O Governo afirmou hoje que a Agenda do Trabalho Digno é motivada pelas fragilidades laborais, tornadas mais visíveis com a pandemia COVID-19, e não por eventuais negociações relacionadas com o próximo Orçamento do Estado (OE).
«Esta agenda não tem nada que ver com o Orçamento do Estado, tem sim que ver com as fragilidades que se tornaram visíveis com a pandemia e com os problemas dos jovens no mercado de trabalho», disse a ministra do Trabalho, Solidariedade e Segurança Social, Ana Mendes Godinho, em conferência de imprensa, após uma reunião de Concertação Social.
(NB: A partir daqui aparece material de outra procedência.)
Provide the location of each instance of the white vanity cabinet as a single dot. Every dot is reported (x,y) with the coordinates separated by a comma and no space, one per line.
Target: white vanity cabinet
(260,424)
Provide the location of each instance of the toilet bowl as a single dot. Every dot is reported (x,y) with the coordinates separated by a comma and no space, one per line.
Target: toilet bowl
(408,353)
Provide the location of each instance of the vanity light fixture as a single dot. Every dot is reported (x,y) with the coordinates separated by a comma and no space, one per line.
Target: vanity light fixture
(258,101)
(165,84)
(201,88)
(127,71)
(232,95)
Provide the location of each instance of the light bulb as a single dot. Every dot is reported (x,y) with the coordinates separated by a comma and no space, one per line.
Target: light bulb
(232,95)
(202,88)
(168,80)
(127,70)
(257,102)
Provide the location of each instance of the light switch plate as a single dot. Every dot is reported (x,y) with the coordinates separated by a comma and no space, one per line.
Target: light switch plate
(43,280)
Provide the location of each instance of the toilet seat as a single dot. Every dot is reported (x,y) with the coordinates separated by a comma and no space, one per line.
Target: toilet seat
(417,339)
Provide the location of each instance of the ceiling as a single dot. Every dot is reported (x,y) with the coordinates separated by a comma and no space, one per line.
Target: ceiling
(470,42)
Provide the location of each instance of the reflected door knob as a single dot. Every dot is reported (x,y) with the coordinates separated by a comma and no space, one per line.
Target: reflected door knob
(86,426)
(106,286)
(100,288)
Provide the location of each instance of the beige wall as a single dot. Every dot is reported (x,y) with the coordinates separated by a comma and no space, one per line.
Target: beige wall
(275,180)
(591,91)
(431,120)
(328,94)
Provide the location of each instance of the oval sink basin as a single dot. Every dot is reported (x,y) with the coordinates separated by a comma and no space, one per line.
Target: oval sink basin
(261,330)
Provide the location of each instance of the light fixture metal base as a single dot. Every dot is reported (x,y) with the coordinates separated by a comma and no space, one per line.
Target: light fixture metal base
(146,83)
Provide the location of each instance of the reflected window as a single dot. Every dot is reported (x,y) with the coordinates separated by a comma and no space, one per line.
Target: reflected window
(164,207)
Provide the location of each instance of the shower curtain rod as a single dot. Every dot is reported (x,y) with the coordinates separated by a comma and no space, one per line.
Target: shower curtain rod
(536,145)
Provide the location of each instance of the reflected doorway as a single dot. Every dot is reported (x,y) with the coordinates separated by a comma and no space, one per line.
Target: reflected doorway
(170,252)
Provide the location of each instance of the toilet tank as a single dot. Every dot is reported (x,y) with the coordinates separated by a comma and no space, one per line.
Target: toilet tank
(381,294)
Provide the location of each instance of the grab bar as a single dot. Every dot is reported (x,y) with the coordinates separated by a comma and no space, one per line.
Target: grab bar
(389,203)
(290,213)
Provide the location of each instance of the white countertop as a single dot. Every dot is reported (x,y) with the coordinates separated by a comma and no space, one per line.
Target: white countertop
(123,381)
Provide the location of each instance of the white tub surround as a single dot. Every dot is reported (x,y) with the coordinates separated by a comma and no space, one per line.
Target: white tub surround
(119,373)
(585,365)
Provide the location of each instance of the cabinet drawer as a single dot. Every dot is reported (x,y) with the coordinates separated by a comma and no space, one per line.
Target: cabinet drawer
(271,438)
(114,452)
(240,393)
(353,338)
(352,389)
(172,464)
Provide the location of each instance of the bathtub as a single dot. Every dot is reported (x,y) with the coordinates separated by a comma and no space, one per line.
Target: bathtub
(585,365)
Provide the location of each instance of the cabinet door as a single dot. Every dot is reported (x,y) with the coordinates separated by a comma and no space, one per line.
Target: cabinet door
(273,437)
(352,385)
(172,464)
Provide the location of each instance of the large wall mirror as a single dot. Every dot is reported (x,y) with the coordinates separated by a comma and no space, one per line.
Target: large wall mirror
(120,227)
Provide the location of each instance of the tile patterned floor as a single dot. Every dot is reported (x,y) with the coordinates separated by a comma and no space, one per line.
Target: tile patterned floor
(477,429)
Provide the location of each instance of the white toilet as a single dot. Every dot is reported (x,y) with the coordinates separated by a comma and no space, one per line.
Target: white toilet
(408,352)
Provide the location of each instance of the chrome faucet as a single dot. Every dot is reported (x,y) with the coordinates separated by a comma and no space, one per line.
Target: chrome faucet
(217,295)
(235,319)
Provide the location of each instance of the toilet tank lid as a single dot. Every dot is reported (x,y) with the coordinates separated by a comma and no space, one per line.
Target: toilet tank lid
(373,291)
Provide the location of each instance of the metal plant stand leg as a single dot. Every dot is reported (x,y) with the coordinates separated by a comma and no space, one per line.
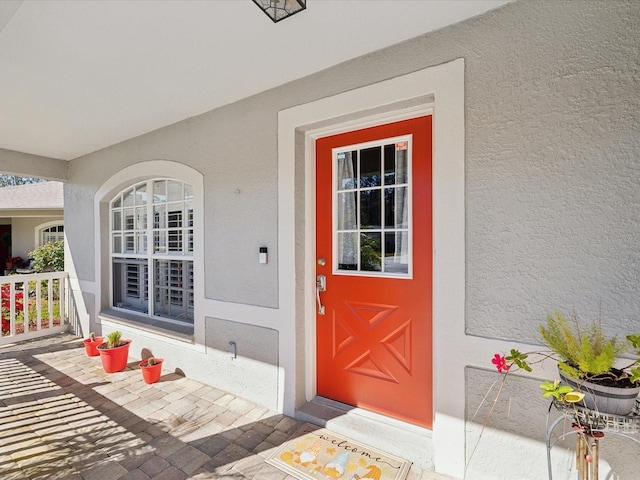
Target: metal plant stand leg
(589,427)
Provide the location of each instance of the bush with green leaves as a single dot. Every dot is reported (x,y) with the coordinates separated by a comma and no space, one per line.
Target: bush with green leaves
(584,350)
(48,257)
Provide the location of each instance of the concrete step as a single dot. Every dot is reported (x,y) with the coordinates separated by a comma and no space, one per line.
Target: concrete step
(393,436)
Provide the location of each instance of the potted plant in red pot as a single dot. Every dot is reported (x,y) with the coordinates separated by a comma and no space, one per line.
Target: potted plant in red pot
(151,369)
(114,353)
(91,344)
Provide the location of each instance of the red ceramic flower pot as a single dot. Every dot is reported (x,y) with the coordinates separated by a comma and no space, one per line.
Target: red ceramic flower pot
(151,373)
(92,346)
(114,359)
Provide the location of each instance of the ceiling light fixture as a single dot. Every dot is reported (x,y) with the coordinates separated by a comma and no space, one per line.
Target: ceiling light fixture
(280,9)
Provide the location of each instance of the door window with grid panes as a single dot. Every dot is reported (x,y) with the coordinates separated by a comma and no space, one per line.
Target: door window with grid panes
(152,249)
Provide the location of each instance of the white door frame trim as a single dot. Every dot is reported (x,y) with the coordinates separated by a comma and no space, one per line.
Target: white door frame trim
(439,89)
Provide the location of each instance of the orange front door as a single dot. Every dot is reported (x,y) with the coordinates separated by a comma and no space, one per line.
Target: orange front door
(374,248)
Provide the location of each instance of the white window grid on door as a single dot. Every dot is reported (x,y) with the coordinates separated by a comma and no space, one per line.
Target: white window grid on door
(339,192)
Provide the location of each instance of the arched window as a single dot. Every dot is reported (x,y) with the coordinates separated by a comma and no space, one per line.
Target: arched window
(51,234)
(151,225)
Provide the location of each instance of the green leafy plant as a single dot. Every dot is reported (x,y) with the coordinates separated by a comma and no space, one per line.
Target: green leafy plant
(634,368)
(583,351)
(48,257)
(113,339)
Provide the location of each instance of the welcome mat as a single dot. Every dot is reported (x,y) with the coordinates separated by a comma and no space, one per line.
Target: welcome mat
(314,453)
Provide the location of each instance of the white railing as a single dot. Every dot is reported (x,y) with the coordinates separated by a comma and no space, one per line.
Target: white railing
(33,305)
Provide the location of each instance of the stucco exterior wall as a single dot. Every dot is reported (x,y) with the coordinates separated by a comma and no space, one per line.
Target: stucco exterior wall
(552,191)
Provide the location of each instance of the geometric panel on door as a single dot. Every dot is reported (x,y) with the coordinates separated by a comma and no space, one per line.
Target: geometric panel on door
(398,343)
(370,314)
(369,366)
(343,336)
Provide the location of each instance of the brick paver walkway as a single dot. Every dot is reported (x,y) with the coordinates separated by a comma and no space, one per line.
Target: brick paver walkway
(62,417)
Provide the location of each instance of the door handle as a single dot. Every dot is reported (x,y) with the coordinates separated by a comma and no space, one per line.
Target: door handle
(321,286)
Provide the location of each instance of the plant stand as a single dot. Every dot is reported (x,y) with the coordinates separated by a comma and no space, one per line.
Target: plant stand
(589,427)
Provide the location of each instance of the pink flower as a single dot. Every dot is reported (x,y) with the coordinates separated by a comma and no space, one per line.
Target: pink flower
(500,362)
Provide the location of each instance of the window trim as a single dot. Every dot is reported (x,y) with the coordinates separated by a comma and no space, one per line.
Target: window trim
(124,178)
(148,255)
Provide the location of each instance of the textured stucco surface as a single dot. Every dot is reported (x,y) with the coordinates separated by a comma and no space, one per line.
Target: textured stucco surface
(503,419)
(553,184)
(552,94)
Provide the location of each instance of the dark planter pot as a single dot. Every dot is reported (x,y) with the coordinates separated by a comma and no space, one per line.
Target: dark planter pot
(114,359)
(604,399)
(91,347)
(151,373)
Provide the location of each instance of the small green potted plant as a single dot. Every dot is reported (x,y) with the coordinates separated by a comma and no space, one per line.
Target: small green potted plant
(114,353)
(586,362)
(91,344)
(151,369)
(587,359)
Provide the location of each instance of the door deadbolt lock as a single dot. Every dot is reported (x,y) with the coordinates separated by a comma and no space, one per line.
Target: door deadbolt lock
(321,286)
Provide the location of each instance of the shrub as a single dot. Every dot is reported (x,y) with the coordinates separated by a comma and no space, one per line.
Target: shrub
(48,257)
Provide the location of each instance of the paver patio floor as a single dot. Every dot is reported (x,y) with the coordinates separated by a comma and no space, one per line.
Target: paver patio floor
(62,417)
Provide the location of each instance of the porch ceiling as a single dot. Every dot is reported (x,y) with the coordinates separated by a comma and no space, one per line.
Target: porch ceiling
(77,76)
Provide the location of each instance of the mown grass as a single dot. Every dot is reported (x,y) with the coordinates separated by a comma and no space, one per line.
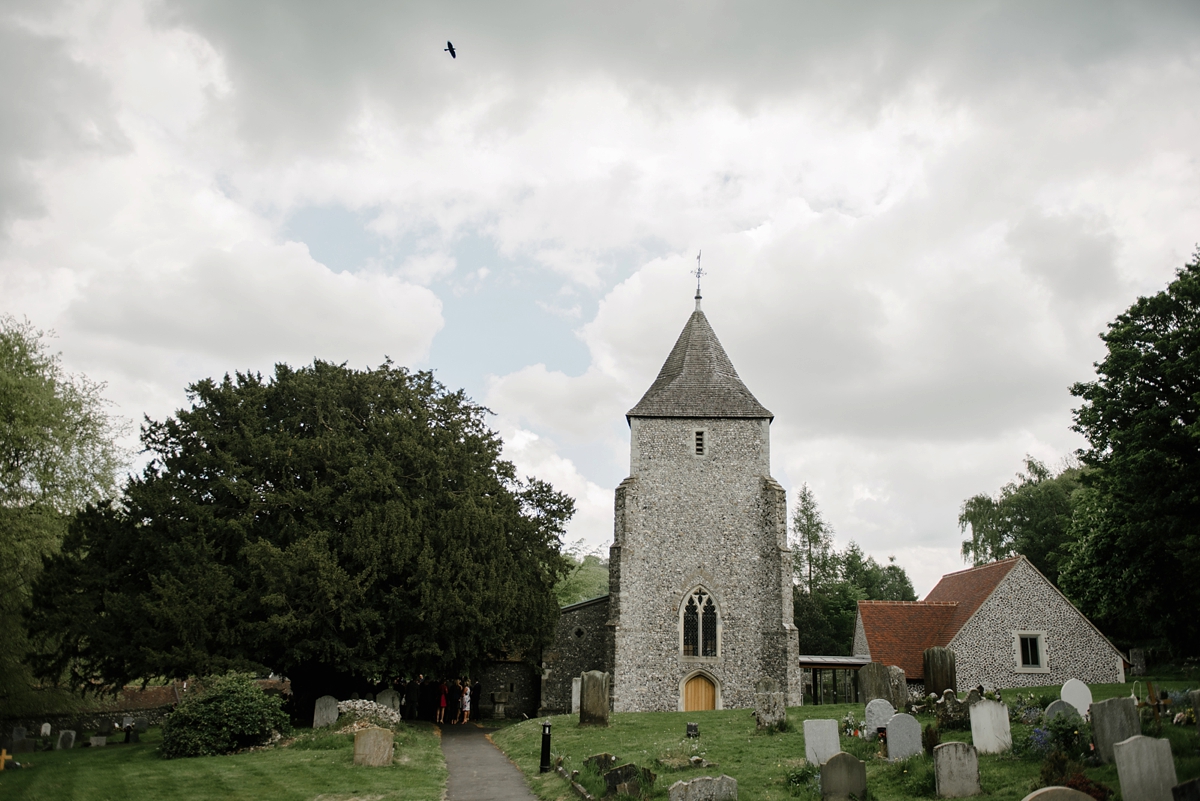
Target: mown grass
(319,764)
(762,763)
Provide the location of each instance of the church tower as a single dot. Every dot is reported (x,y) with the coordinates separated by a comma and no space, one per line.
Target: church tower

A ministra considerou que a Agenda do Trabalho Digno «é crucial no momento que vivemos», porque procura respostas para «situações que ficaram a descoberto com a pandemia».
Lembrou, a propósito, que 54% dos jovens trabalhadores têm contratos não permanentes e que dois terços do total dos trabalhadores temporários são jovens.
Ana Mendes Godinho considerou que a situação exige uma resposta rápida e, por isso, a Agenda do Trabalho Digno «devia olhar para o futuro».
«Temos todos que agir e temos que agir rapidamente», disse a ministra do Trabalho.
O ministro de Estado, da Economia e da Transição Digital, Pedro Siza Vieira, corroborou a ideia de que a Agenda em discussão na Concertação Social não está condicionada a eventuais negociações para a viabilização do OE para 2022.
Siza Vieira salientou que o objectivo da Agenda do Trabalho Digno «não é tanto olhar para os trabalhadores que já têm proteção no mercado de trabalho», mas sim olhar «mais para os que não têm protecção porque desenvolvem a sua atividade profissional ao abrigo de formas de trabalho camufladas».
«É isso que está a ser trabalhado com os parceiros sociais», disse, lembrando que o combate à precariedade já era um objectivo do Governo.
O Governo e os parceiros sociais retomaram hoje as reuniões de Concertação Social com a discussão da proposta de Agenda do Trabalho Digno.
A Agenda do Trabalho Digno, apresentada em Julho aos parceiros sociais, dá prioridade ao combate à precariedade laboral e defende a conciliação da vida familiar e profissional.
O combate ao trabalho não declarado e aos abusos no trabalho temporário integram os objectivos desta agenda, que pretende ainda valorizar o trabalho dos jovens, nomeadamente aumentando o valor pago aos estagiários, com comparticipação do Instituto de Emprego.
A impossibilidade de celebração de contratos temporários sucessivos com empresas do mesmo grupo, para evitar que os trabalhadores permaneçam indefinidamente na precariedade, a inibição de abertura de novas empresas por parte de sócios gerentes com incumprimentos reiterados e a clarificação do período experimental para evitar abusos são algumas das medidas propostas pelo Governo.